Cart-Pole

Cart-pole is a classical example in non-linear dynamics and control theory. The system consists of a cart that is free to move along the ground, with a pendulum attached to it (as illustrated below).

This repository is a Python playground for the cart-pole system. The majority of the project is implemented from scratch, and many of the equations used are derived in dynamics.ipynb.

The primary focus of the repo is to prototype and compare controllers that balance the pole upright, a non trivial problem because the upright configuration is an unstable equilibrium (see below). Implemented approaches include:

Reinforcement learning (RL)
- Q-learning
- Deep Q-Network (DQN)
Classical controllers
- Linear quadratic regulator (LQR)
- Energy-based controlling
- Hybrid controlling

System overview	Passive dynamics - starting with a pole angle of 0.01 rad

Reinforcement learning

Reinforcement learning is a branch of machine learning where an agent learns a policy (a decision-making rule) by interacting with an environment, receiving feedback through rewards and improving via trial and error.

Q-learning

I implemented tabular Q-learning from scratch and trained it to balance the pole while keeping the cart near the origin. Unlike classical controllers, the Q-learning agent uses discretized state and action spaces. It can apply only a fixed force to the left or right, which yields less smooth trajectories than controllers with continuous actions. Below is a Q-learning policy with two actions, trying to handle the initial state [1.2, 0.1, 0.2, 0.1 ].

Deep Q-Network (DQN)

The DQN agent uses a neural network to approximate the Q-function over a continuous state space, in contrast to Q-learning which operates with a discrete state space, while still having a discrete set of actions to choose from. DQN is better suited to handle more actions and therefore it is able to control the cart more smoothly. Below is a DQN policy trained with four actions, trying to handle the initial state [3, 0, 0.8, 0].

Classical Controllers

Classical controllers are derived from an analytic model of the system’s dynamics.

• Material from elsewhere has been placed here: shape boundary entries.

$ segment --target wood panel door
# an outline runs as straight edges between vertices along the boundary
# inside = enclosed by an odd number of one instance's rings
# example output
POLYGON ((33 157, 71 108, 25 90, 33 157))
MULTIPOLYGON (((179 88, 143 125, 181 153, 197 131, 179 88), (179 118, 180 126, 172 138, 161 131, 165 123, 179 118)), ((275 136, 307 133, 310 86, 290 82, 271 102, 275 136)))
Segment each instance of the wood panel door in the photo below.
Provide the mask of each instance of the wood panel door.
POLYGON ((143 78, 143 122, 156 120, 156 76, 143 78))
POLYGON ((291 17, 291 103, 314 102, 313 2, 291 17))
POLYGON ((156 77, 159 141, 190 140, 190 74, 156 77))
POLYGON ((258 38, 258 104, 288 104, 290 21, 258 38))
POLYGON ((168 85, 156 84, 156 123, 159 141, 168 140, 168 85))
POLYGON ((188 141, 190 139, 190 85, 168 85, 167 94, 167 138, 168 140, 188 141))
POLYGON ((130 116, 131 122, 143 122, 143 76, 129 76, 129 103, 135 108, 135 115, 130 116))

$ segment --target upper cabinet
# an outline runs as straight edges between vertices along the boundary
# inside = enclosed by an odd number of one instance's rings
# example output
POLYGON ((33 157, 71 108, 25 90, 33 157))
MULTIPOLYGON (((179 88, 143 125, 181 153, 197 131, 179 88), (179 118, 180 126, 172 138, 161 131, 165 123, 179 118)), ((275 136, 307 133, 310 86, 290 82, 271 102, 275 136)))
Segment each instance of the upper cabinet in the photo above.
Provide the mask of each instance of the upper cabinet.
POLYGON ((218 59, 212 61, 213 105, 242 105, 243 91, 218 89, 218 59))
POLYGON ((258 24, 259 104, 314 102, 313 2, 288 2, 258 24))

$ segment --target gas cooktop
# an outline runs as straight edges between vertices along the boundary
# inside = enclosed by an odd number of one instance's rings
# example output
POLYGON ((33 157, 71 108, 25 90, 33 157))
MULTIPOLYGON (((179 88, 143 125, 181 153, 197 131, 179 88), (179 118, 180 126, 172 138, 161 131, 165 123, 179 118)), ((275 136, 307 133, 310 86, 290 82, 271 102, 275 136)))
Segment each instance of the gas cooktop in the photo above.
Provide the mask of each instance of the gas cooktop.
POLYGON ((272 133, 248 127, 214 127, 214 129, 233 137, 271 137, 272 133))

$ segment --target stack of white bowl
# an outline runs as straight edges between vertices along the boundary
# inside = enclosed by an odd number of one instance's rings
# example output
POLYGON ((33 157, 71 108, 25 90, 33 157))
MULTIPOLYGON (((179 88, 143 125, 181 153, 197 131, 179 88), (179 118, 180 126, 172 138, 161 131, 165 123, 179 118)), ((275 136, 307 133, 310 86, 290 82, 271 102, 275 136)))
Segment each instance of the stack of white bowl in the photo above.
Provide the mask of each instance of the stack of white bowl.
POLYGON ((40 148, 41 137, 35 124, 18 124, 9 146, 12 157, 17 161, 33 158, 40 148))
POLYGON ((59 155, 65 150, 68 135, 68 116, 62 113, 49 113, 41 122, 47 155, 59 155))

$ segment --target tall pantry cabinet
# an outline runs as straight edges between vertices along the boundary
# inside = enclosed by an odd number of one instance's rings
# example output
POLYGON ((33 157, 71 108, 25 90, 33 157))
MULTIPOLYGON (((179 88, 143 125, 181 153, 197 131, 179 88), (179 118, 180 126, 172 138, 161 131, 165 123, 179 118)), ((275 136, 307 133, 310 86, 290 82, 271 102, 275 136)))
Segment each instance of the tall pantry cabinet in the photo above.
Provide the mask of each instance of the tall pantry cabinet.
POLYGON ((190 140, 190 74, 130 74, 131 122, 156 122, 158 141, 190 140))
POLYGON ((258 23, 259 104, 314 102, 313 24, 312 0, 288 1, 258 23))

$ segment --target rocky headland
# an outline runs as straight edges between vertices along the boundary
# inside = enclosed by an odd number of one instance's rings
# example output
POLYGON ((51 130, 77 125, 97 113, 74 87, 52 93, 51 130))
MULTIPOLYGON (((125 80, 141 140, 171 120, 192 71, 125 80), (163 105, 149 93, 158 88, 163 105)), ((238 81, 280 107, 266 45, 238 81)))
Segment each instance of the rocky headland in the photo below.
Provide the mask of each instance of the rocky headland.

LQR. A locally optimal state-feedback controller designed on the dynamics linearized about the upright configuration ($\theta=0$). It performs well when the pole is already near upright, but is unstable as $\theta \gg 0$.
Energy-based (swing-up). Drives the pendulum's energy toward a target equal to the upright potential energy, while also trying to keep the cart near the origin ($x\approx 0$). This approach can reliably 'swing up' from a broad set of initial conditions, but it does not stabilize in the upright equilibrium; it gets the pole close to the top but won’t balance it.
Hybrid (switching). A controller that switches between the energy based controller and LQR as it sees fit.

To illustrate behavior, the controllers are compared side by side below subject to two different initial conditions.

Near Upright (disturbed but recoverable)

Initial state [−2.0, 1.0, 0.5, 0.6] for $[x, \dot{x}, \theta, \dot{\theta}]$. The cart starts far from the origin with noticeable velocity, and the pole is slightly off balance.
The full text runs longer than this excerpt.